Both of our mothers told us that having a period was uncomfortable, inconvenient, nothing to look forward to. Easy for them to say, we thought – they had gotten it already. We wanted to get it. When would we get it? And what's more, if it was so hard to deal with, shouldn't we practice so as to be ready? Both of us tried wearing pads, to see what it was like, but the thought of tampons was too much for us. Finally we got the idea: we would try out a tampon in The Poop Hole instead of The Sex Hole. The Poop Hole was far larger and would surely be easier. We would steal them from my mother, who at least used the kind with cardboard applicators.

And so a summer day found me in Janel's bathroom, looking down at the cheap blue toilet rug and the scary cotton end of the tampon. She stared at me with blatant curiosity. Carefully, I coated the cotton tip of the tampon with Vaseline; then I leaned forward, reached behind myself, and tried to relax the way I did when putting my pinky finger in the same place in the tub. For a long moment the greased tip poked frighteningly at me, and then it started to slide. It felt a little like pooping, but not.

“It's going in, it's going in,” I said, my heart beating heavily. “Okay. I'm going to push on the applicator part now. Geez, it's hard to hold onto it. But there it goes. I'm taking it out... it's out!” I showed her the white cardboard applicator, half the length it was before.

Janel had recently been reading a book that had a pirate on the cover.

“Well, what did it feel like going in? Was it, like, caressing?” she wanted to know.

“Kind of, but mostly just slippery.” I was elated at my success, but I couldn't find words to describe the internal feeling, or my awareness of the string when I shifted my weight on the seat.

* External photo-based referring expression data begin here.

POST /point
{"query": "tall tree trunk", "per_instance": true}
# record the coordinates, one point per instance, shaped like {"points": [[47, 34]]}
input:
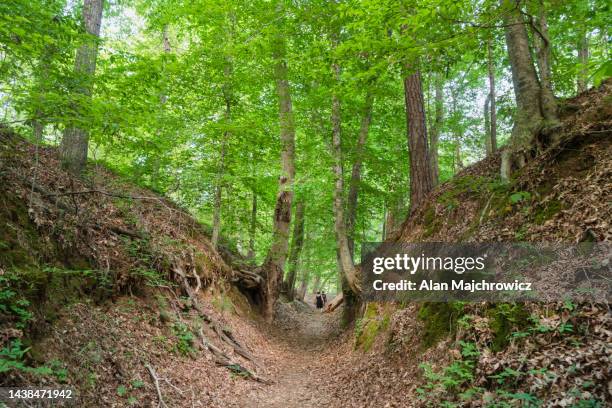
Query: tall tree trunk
{"points": [[272, 269], [351, 285], [347, 267], [542, 45], [253, 227], [529, 118], [366, 119], [583, 60], [297, 243], [163, 98], [435, 130], [492, 113], [420, 169], [228, 71], [487, 120], [75, 141]]}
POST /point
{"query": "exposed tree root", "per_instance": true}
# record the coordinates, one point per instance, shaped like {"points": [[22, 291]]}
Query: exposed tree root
{"points": [[155, 378], [224, 360], [333, 305]]}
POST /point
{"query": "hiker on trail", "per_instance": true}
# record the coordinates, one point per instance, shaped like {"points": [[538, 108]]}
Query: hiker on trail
{"points": [[319, 300]]}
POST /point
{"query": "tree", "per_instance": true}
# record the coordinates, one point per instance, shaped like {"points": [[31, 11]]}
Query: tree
{"points": [[491, 112], [534, 109], [350, 281], [75, 142], [421, 182], [297, 242], [434, 134], [273, 266], [355, 181]]}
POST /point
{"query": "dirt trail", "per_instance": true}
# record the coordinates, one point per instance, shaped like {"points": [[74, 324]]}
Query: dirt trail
{"points": [[301, 337]]}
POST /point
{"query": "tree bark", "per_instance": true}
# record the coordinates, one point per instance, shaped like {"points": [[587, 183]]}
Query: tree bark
{"points": [[487, 120], [435, 130], [420, 169], [347, 268], [75, 141], [275, 260], [492, 113], [530, 100], [583, 60], [253, 228], [297, 243], [366, 119], [542, 45], [228, 71]]}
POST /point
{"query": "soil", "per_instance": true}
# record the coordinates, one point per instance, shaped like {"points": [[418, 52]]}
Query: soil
{"points": [[299, 365]]}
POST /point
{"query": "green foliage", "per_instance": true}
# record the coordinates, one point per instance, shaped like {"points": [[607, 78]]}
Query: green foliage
{"points": [[505, 318], [519, 196], [439, 319], [185, 339], [451, 378]]}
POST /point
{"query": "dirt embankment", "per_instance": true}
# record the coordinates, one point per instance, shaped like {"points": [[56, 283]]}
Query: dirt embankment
{"points": [[504, 354]]}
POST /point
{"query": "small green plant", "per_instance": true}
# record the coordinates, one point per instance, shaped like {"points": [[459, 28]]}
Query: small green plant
{"points": [[451, 378], [185, 339], [121, 390], [519, 196]]}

We had another tampon, but Janel was too afraid to test her Poop Hole that day. If her mother found one applicator in the garbage Janel could always say that I had gotten my period, but if she found two? She would have the truth out of us, and we were sure this would mean trouble. So we carefully wrapped the applicator and the wrapper inside a wad of toilet paper and went to play Nintendo on the floor of her living room. There, although a picture of Jesus looked down on me kindly, Janel beat me at Super Mario Brothers the way she always did. So much for Jesus.

My defeat made me nervous, and I went to the bathroom again – alone this time, just in case the tampon had something unpleasant on it. I pulled it out by the string and watched it swirl away down the toilet, still white.

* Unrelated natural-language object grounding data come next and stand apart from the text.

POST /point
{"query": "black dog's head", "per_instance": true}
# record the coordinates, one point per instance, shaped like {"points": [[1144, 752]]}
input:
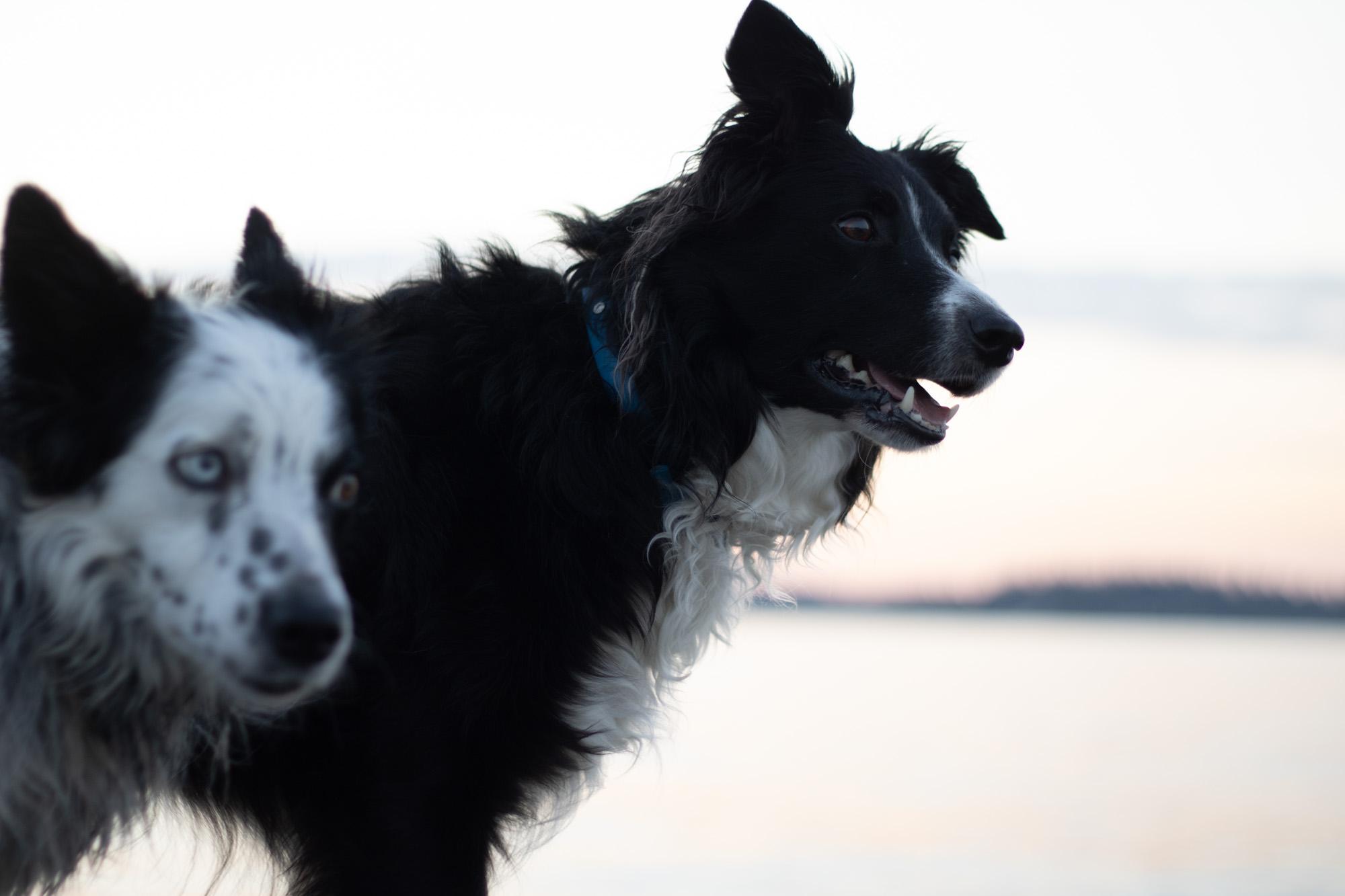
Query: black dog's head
{"points": [[809, 268]]}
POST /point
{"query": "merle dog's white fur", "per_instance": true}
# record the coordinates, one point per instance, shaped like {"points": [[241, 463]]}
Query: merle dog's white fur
{"points": [[130, 610]]}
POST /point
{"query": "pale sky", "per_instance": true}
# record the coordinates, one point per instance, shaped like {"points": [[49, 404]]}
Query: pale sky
{"points": [[1124, 146]]}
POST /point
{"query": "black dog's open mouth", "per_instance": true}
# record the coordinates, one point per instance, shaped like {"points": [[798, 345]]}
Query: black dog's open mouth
{"points": [[888, 400]]}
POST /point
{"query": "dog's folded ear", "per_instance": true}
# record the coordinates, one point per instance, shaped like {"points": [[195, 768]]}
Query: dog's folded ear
{"points": [[778, 71], [956, 185]]}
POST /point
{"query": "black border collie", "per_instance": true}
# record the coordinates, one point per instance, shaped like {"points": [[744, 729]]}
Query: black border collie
{"points": [[576, 481], [171, 481]]}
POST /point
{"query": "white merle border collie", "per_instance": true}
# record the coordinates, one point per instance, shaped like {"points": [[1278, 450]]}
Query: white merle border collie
{"points": [[578, 481], [171, 482]]}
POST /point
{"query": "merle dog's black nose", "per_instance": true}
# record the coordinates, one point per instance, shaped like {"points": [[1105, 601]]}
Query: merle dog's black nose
{"points": [[996, 335], [302, 622]]}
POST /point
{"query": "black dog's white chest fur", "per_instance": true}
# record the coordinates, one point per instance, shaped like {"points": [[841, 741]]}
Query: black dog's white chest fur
{"points": [[781, 497]]}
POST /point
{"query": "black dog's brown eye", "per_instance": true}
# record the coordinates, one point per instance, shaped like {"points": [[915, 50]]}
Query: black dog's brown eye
{"points": [[859, 228], [345, 490]]}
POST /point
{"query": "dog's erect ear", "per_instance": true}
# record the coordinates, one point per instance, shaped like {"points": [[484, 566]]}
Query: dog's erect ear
{"points": [[958, 188], [266, 263], [775, 69], [65, 304], [88, 348]]}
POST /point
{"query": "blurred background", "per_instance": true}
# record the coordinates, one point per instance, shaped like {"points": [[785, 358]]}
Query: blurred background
{"points": [[1152, 499]]}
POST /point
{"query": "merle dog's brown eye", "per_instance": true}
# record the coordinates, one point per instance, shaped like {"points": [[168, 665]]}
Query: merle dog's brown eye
{"points": [[345, 490], [859, 228]]}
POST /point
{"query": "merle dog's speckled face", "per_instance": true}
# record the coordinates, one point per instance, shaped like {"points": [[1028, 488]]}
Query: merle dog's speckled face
{"points": [[843, 270], [185, 510]]}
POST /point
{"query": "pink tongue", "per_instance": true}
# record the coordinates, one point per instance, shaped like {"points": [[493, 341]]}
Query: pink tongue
{"points": [[925, 403]]}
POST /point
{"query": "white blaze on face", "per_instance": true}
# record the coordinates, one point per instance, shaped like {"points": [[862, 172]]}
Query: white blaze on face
{"points": [[216, 514]]}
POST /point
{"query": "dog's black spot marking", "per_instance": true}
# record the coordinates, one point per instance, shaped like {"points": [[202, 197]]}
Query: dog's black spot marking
{"points": [[260, 540]]}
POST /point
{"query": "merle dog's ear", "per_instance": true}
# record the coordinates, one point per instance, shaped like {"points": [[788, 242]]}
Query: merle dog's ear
{"points": [[778, 71], [67, 306], [958, 188], [264, 263], [88, 348]]}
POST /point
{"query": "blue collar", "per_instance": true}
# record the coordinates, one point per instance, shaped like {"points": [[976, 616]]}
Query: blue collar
{"points": [[595, 317], [597, 309]]}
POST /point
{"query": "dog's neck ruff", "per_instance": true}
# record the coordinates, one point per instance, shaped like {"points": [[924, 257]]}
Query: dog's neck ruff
{"points": [[597, 309]]}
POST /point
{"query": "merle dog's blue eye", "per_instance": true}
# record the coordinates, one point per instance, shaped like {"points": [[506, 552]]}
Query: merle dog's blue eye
{"points": [[201, 469], [857, 228]]}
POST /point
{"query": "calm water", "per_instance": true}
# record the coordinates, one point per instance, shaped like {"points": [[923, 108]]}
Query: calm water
{"points": [[953, 755]]}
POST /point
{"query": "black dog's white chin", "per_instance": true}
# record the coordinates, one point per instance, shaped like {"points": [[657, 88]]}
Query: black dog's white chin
{"points": [[263, 693]]}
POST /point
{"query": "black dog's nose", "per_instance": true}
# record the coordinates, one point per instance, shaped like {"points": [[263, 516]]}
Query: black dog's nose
{"points": [[996, 335], [302, 622]]}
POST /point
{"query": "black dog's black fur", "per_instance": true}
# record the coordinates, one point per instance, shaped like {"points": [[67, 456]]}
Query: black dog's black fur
{"points": [[512, 514]]}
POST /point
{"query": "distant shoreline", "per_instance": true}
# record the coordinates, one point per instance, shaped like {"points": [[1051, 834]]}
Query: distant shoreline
{"points": [[1110, 599]]}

It was about 5:30 by then, and Janel's mother had promised bacon omelettes for us at six if only we would stay out of her way in the kitchen. We were always hungry and we wanted those omelettes, so we complied, even though we knew that in the end it would be our mothers who had to get out of our way. Leaving the house by a squeaky back door, we sat down together on the edge of the porch and looked out across the marshy pond behind the house. Janel's left foot touched my right one, companionably, and we waited for the time to pass.